Dear programmer,
The majority of code in existence is one or more of:
- Duplicated
- Buggy
- Confusing
- Poorly Named
- Overly verbose
- Inefficient
You need to learn to be comfortable and effective working with “bad” code, because thats the most common kind.
(Also, code that is written to different styles & conventions than your own can appear worse than it really is.)
An inability to stomach bad code can lead to:
- Obsession with code and design aesthetics of little practical impact
- Scrapping code when it becomes ugly or or stressed, and thus losing the value in it
- Difficulty making forward progress on legacy code without first refactoring it
Why is code normally bad?
The obvious explanation is the limitations and imperfections of human programers.
But I think there is a second, more innate cause.
As any system evolves, the assumptions under which code was written change, and the code & design needs to stretch.
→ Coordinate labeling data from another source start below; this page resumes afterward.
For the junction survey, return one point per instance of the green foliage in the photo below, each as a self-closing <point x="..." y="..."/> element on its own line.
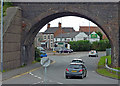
<point x="100" y="34"/>
<point x="5" y="6"/>
<point x="102" y="45"/>
<point x="82" y="45"/>
<point x="103" y="71"/>
<point x="101" y="62"/>
<point x="37" y="55"/>
<point x="85" y="45"/>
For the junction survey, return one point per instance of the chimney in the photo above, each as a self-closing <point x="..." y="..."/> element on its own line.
<point x="48" y="26"/>
<point x="59" y="25"/>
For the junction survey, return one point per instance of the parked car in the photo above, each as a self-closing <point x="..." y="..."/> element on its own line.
<point x="57" y="49"/>
<point x="77" y="61"/>
<point x="93" y="53"/>
<point x="65" y="50"/>
<point x="41" y="48"/>
<point x="76" y="70"/>
<point x="43" y="54"/>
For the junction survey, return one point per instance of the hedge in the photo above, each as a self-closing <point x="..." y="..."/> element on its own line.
<point x="85" y="45"/>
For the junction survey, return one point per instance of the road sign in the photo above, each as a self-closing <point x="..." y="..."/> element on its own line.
<point x="45" y="61"/>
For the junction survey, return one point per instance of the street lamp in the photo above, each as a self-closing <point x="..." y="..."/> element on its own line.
<point x="1" y="35"/>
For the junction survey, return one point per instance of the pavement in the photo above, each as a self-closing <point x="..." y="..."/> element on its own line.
<point x="19" y="71"/>
<point x="24" y="70"/>
<point x="55" y="72"/>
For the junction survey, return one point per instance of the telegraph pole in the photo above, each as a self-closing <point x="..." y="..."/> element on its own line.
<point x="1" y="35"/>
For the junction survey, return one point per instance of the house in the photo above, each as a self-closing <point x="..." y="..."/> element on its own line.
<point x="51" y="32"/>
<point x="63" y="40"/>
<point x="94" y="37"/>
<point x="91" y="29"/>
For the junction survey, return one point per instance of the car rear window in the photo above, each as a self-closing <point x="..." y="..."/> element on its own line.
<point x="75" y="66"/>
<point x="77" y="61"/>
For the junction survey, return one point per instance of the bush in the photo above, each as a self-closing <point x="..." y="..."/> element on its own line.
<point x="37" y="55"/>
<point x="82" y="45"/>
<point x="85" y="45"/>
<point x="102" y="45"/>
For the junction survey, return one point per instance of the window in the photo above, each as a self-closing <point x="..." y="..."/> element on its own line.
<point x="48" y="36"/>
<point x="85" y="38"/>
<point x="51" y="36"/>
<point x="71" y="39"/>
<point x="44" y="36"/>
<point x="51" y="40"/>
<point x="51" y="44"/>
<point x="65" y="39"/>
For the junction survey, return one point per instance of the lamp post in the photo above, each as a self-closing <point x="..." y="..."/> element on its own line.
<point x="1" y="35"/>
As a system grows, code duplicates and the copies diverge. Bugs emerge The system becomes stressed, and it requires active effort, in the form of refactoring, testing and bug investigation, to catch bugs, relieve stress, and factor out the duplication.
However, this effort costs money and/or time. This money/time is often better spent on adding new features. If code is really ugly, it may make sense to refactor, but refactoring can quickly incur higher costs than benefits. Thus, much mature code exists in a perpetual state of mild ugliness and design stress. The codebase hovers just under the “fix threshold”, in a zone where the cost/benefit ratio of removing its imperfections cannot compete against the value of additional new features.
If we programmers are going to inhabit such a world, we better get comfortable and learn to love, or at least tolerate, the flaws of the inhabitants.